I LOVED The Great Egg Race. I loved the fab 70s electronica theme tune. I loved the strange contraptions (an adoration first engendered by Wilf Lunn in Vision On). I really dug Heinz Wolf’s grandfatherly professor look and knowledge-of-all-things, like the great Doctor (Who) that never was. And, looking back on it now, I find that I also love the simplicity of it – it was a show about science and engineering, which got students and boffins from top engineering firms to heath-robinson up a device to solve an engineering challenge out of “ordinary household implements” (kinda like Scrapheap Challenge, but limited to what you’d find in your house). It was first broadcast when I was ten or eleven years old and there’s no doubt that it was influential in my choosing a career in engineering.

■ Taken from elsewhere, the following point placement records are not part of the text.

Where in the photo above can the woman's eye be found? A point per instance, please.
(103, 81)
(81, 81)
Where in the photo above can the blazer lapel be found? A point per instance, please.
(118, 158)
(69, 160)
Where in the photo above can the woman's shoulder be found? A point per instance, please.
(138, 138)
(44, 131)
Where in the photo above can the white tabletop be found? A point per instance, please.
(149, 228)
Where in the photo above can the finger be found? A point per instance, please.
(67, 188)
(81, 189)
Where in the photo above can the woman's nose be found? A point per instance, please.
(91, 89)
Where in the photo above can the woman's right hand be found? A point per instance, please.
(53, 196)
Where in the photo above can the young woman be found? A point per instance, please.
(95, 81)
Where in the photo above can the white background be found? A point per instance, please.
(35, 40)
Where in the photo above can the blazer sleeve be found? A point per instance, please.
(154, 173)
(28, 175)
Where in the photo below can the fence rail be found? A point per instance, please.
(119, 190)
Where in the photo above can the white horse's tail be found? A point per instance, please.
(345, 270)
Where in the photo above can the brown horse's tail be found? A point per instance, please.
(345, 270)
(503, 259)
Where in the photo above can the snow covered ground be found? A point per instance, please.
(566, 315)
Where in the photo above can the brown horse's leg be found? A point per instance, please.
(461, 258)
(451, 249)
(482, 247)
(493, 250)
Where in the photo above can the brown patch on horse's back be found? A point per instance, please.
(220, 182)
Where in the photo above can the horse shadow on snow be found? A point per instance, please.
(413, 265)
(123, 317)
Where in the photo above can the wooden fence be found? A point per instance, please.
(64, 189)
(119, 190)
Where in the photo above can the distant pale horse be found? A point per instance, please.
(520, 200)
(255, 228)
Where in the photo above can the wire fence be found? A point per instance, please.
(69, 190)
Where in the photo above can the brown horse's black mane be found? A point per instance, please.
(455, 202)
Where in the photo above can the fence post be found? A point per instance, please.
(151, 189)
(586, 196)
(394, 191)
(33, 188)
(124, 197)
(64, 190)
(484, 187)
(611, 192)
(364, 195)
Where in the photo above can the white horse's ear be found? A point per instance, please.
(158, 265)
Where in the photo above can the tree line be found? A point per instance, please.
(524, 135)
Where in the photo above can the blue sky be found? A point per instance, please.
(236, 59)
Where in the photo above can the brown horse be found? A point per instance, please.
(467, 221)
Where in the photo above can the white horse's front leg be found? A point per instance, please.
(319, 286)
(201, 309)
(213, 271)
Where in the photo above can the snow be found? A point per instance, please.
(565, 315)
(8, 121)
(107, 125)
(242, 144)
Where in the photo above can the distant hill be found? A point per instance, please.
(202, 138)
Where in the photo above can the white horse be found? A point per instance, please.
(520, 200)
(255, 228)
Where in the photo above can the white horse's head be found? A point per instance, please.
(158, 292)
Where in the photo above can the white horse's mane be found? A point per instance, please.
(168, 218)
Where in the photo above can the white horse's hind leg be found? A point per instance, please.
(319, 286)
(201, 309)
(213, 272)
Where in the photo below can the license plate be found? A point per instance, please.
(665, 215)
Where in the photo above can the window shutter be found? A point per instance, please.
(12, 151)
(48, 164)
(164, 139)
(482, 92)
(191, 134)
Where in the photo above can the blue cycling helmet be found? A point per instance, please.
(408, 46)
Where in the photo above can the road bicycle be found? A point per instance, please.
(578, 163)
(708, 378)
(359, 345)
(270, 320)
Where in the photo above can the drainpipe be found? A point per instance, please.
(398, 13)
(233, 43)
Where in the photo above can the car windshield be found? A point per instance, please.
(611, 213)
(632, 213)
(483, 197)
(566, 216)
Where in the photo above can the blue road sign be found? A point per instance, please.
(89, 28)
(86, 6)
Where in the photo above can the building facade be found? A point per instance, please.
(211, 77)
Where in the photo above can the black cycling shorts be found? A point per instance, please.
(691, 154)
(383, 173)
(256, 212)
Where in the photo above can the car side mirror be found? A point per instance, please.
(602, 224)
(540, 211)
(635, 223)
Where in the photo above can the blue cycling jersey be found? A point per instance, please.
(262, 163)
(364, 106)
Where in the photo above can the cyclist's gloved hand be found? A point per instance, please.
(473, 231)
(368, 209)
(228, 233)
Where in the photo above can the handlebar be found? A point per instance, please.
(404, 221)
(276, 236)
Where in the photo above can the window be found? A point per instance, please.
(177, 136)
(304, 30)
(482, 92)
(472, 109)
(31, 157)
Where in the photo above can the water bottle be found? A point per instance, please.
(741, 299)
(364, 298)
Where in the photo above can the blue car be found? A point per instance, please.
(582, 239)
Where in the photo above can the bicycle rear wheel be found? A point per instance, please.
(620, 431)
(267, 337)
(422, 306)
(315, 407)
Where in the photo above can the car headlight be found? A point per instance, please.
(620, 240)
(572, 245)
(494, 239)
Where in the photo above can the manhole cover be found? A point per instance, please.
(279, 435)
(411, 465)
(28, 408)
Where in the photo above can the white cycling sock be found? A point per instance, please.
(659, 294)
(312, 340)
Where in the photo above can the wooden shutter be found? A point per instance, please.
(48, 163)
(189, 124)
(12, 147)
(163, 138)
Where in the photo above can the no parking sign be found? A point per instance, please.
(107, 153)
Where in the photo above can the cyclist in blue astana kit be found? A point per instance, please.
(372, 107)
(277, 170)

Watching the first episode now, what amazes me is how much of it is just people talking. Look at Brian Cant doing a piece to camera at the top of the show that lasts for minutes. No woofy graphics or music, no extraneous cuts or inserts to keep the viewer’s attention. Just him. Talking. Could you even get adults to sit and watch a full half hour of that now, let alone kids?
So, we’re gradually filling in the holes. Soon enough we won’t even need to remember things, we’ll just look them up. Today’s ten-year-olds already do that. To them nothing is lost, nothing’s in the past. Memory is kind of obsolete.
And, yes, I’ve got a piece of fiction brewing at the moment on this subject.